- Battle of Amarah: Part of the Post-invasion Iraq
| Date | 19–20 October 2006 (1 day) |
| Location | Amarah, Iraq |
| Result | Mahdi Army victory |

Belligerents
- Iraq: Mahdi Army

Commanders and leaders
- Unknown: Muqtada al-Sadr

Strength
- Unknown: 800 militiamen

Casualties and losses
- 10 killed 6 wounded: 15 killed 90 wounded

= Battle of Amarah =

2006 Iraq War battle

The Battle of Amarah took place from October 19 to October 20, 2006, between the Mahdi Army and police, who were largely members of the Badr Organization. Fighting began on October 19, when 800 masked members of the Mahdi army stormed three police stations in Amarah.
==Battle==
In mid-October, a roadside bomb killed Qassim al-Tamimi, the chief of investigations for the provincial police force and a member of the rival Badr Organization. Badr fighters blamed the Mahdi Army for the killing and in response to this, the police captured a brother of the suspected bomber, who was a member of the Mahdi Army. Fighting began on October 17, when 800 masked members of the Mahdi army stormed three police stations in Amarah. Several firefights occurred between the militia and police over the course of the next four days.
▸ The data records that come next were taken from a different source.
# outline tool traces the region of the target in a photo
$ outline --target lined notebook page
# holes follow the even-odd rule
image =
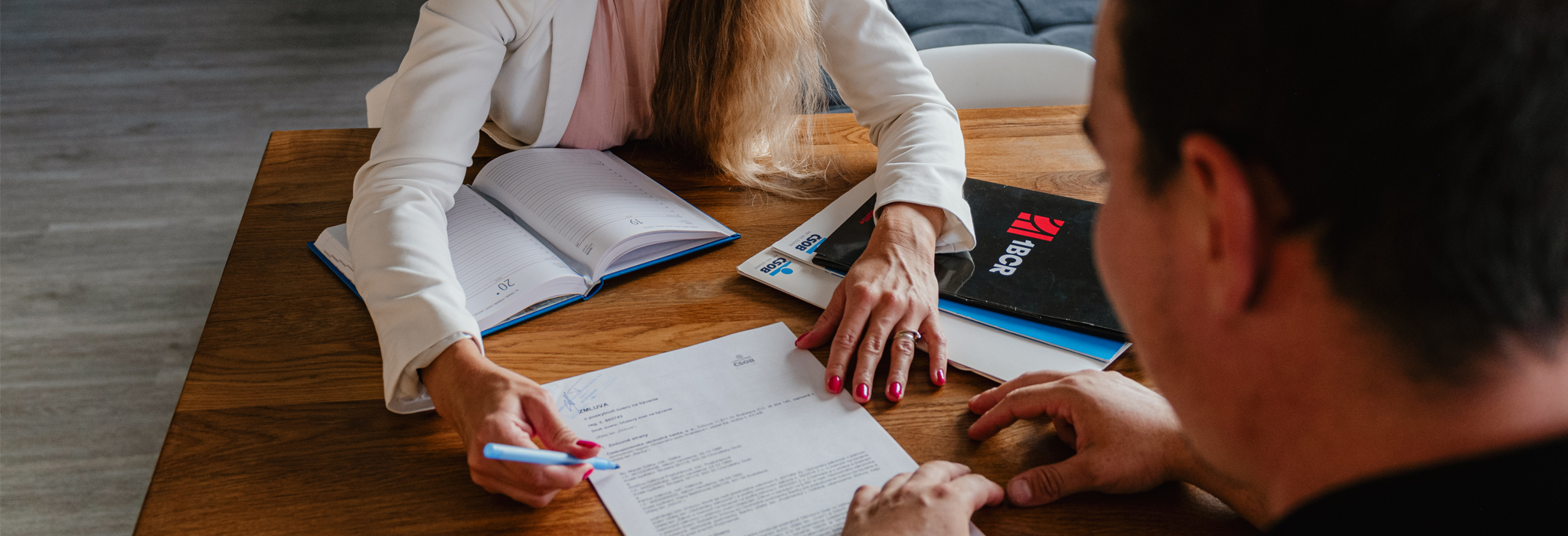
[[[447,241],[475,318],[494,315],[506,298],[557,277],[580,279],[538,238],[467,187],[458,188],[447,210]]]
[[[474,187],[588,266],[616,243],[659,230],[724,232],[641,172],[599,150],[528,149],[495,158]]]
By the morning of October 20, 2006, local leaders and residents said that victorious Mahdi fighters were patrolling the city on foot and in commandeered police vehicles and were setting up roadblocks. Sheik al-Muhamadawi stated early October 20 that "there is no state in the city. Policemen do not have enough weapons and ammunition compared with the militia, which has all kinds of weapons." At least 27 people were killed and 118 wounded in the clashes.